Inspiring Minds seeks to broaden awareness and impact of graduate student research, while enhancing transferable skills. Students were challenged to describe their research, scholarship or creative activity in 150 or fewer words to share with our community.
When any engineering device is designed, there is a fundamental question that needs to be answered: Will the product fail under operating condition? And if yes, how long does it take? The answer to this question is extremely important, especially for the products in which their safety and economic operation is imperative, e.g. a car engine, a gas vessel, or a nuclear reactor. To assess accurately the life cycle of these engineering products, there has been an increasing interest in the past decade in the engineering simulators. The more advanced features these simulators have, the more reliable they are. In my PhD studies at the Mechanical and Materials Engineering department of Western University, I have been working on the development of such an advanced simulator which can be used in the nuclear energy sector.
Omid Sedaghat
PhD candidate, Mechanical and Materials Engineering (Scientific Computing)

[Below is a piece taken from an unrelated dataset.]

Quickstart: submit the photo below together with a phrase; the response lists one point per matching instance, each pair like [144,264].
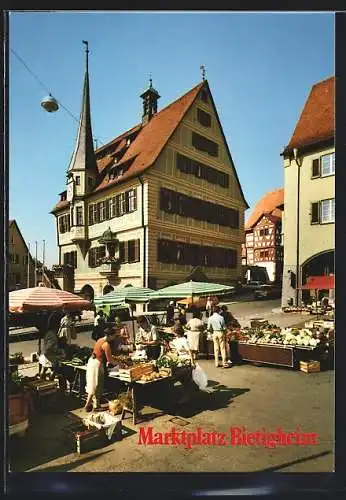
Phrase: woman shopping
[194,326]
[101,358]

Faculty of Engineering - Western University
Supervisor
Hamidreza Abdolvand
Omid Sedaghat is a PhD candidate in Mechanical and Materials Engineering at Western University. He completed his undergraduate degree in Mechanical engineering at the Iran University of Science and Technology, and then he moved to the Netherlands to complete his master studies at the Technical University of Eindhoven. Before joining Western University, he was working as a mechanical designer for different engineering and manufacturing companies. His PhD work is on the development of a numerical model, which can be used to simulate the deformation of nuclear reactor core components made of zirconium.